Bernd Keseler / 03.10.2022

Herr Dr. Graichen könnte das Problem ja einfach dadurch lösen, daß fehlende Energie einfach als Sonderladung definiert wird. Priorität hat aber sicher erstmal seine andere Idee, nämlich die Gasleitungen aus der Erde zu reißen.

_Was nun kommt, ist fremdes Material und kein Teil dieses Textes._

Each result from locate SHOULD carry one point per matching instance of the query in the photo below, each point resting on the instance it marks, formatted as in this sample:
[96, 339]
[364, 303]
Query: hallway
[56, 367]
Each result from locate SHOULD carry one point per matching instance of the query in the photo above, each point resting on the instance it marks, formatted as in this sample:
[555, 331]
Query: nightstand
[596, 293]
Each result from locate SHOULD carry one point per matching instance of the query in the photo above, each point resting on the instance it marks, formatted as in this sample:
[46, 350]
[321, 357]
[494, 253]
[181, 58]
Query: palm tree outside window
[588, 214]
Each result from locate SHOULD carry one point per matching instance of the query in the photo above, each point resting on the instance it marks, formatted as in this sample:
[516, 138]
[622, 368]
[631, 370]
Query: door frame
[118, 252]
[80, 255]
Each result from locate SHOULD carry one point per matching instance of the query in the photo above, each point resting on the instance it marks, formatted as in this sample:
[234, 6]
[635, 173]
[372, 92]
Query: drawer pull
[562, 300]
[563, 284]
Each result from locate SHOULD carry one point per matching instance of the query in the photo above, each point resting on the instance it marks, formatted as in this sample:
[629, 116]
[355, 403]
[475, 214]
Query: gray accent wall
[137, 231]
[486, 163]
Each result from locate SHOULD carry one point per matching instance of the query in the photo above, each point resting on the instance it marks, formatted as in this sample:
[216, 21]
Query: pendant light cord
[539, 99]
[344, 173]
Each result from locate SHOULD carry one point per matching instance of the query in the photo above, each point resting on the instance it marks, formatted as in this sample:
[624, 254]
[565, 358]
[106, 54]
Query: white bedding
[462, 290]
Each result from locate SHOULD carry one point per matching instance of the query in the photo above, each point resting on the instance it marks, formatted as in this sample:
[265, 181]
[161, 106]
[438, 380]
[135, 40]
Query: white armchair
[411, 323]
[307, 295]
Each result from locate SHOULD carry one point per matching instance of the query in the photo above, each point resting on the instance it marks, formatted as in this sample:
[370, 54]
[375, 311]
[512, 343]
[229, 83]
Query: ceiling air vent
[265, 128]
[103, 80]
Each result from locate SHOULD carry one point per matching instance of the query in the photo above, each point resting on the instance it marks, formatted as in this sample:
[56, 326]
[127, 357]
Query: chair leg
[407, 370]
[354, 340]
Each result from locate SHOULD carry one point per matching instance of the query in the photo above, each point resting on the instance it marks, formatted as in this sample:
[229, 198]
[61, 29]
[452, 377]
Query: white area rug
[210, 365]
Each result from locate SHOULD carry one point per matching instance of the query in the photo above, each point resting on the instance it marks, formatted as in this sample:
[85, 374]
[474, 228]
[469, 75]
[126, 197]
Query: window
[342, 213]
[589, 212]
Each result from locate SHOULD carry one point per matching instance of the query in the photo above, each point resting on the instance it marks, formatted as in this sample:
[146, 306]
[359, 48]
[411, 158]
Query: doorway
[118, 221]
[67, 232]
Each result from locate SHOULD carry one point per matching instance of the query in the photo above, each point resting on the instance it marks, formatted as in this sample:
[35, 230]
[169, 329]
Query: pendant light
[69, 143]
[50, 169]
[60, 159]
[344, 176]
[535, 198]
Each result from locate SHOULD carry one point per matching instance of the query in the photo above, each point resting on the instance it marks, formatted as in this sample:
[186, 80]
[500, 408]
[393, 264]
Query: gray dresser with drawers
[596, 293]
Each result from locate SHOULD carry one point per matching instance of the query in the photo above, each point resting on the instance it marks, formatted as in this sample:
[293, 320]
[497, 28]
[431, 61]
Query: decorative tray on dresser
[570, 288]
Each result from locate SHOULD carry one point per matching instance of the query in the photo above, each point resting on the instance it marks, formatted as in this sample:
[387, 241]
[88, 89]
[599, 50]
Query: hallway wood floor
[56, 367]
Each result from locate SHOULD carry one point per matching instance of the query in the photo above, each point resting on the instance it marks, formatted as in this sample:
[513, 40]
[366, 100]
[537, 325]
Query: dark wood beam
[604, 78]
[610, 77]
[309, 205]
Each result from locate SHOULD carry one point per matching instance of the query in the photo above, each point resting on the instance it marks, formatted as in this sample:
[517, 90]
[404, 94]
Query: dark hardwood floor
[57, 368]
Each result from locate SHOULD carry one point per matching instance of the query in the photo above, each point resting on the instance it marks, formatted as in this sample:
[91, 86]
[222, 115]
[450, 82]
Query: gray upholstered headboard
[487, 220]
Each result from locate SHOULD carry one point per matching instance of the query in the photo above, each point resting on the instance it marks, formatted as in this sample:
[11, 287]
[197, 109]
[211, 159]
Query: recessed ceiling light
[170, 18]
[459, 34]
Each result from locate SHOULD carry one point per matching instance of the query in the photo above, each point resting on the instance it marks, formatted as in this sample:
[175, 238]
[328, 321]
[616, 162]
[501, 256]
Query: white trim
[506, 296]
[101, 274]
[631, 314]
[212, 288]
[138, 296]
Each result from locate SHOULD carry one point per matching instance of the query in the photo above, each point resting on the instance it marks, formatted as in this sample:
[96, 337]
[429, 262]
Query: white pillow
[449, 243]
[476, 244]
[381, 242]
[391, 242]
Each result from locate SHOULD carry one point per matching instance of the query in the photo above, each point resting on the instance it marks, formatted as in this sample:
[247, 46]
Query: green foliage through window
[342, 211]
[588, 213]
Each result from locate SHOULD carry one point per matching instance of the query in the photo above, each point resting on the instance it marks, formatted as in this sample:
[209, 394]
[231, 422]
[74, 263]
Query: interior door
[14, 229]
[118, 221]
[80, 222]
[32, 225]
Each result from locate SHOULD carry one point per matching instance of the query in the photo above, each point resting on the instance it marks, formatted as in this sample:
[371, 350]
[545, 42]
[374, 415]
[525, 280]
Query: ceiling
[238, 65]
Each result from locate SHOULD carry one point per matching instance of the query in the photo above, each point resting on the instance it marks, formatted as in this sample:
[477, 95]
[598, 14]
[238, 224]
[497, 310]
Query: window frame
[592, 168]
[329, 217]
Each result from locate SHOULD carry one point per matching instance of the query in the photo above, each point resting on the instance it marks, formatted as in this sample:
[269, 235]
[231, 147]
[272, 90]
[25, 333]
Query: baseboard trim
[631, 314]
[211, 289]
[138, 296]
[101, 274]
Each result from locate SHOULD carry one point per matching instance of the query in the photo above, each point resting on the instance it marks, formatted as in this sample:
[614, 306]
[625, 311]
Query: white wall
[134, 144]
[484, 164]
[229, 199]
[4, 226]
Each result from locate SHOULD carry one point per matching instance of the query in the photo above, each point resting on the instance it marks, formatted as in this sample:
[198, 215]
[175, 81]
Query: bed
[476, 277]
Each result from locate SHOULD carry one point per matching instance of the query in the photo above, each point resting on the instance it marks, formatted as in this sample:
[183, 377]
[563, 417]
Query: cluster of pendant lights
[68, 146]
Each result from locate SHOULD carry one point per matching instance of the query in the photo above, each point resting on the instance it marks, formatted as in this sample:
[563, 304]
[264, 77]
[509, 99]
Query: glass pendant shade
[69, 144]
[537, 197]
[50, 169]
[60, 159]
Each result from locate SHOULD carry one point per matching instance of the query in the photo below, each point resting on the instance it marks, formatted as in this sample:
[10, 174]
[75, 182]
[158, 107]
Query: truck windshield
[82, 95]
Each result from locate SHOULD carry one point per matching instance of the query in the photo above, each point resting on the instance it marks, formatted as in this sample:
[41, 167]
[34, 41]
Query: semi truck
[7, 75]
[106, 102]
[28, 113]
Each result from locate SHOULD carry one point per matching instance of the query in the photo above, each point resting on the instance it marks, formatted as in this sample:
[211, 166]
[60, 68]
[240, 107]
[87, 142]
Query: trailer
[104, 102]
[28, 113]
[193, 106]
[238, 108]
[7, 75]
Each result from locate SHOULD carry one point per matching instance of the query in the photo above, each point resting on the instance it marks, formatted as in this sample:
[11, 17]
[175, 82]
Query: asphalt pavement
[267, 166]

Elias Schwarz / 03.10.2022

Das ist ja Analena pur.

A. Kaltenhauser / 03.10.2022

TZ München 02.09.22:  >> Habeck bestätigt Überraschung: Deutsche Gas-Speicher füllen sich schneller – trotz Putins Bremse. TZ München 03.10.22:  >> Gaskrise: Bundesregierung hat keine „Kenntnisse darüber, wohin das einzelne eingelagerte Gas fließt“ Ein Kommentar sprach von 80 Prozent ins europäische Ausland, vor der Gaskrise!

S. Marek / 03.10.2022

@ Peter Wachter, unter dem Motto idiotische Ideen populär machen ! Sie haben das E-“Auto” als Energiespeicher mißbraucht, was dran noch Auto ist haben Sie nicht Erklärt. Dann habe ich weitere Idee dazu: Da die Kühlschränke immer mehr digitalisiert werden könnten diese auch so eingerichtet werden, daß wenn es mangel an Nahrungsmittel gibt und andre Haushalte, aus Gründen wie auch immer, nicht genügend für akut dringenden Ernährungsbedarf was haben, dann werden automatisch die informiert wer zu viel gespeichert hat und der Nahe Nachbar steht in paar Minuten vor ihrer Tür und verlangt Beteiligung an Ihrem Überschuß damit er nicht verhungert. Ist das nicht eine schöne Welt der Gleichheit und Mitgefühl ?!

Klaus Keller / 03.10.2022

Beim Börsengang der Porsche AG (25% der Vorzugsaktien gab VW heraus) hatten viele ein breites Grinsen im Gesicht. Ich nehme an das die AG fahrbare Akkus liefern kann. Sogar größere, stärkere und teurere als die Koreaner.

Ernst Dinkel / 03.10.2022

@Leo Hohensee: “Bärbockscher Kenntnis entsprechend wende ich ein, nix da, der Strom am Vorabend muss ja auch erst einmal DEN BERG RAUF ..... Und die ganze Umsiedlung erst .... alle auf den Berg .....” Mann, Sie sind aber auch ein Korinthenkacker; man muss doch im großen Stil denken! Wie sagte doch einst eine allseits bekannte Persönlichkeit des öffentlichen Lebens: “Es kommt darauf an, was hinten herauskommt”. Und was hinten rauskommen wird, das wissen wir doch alle ...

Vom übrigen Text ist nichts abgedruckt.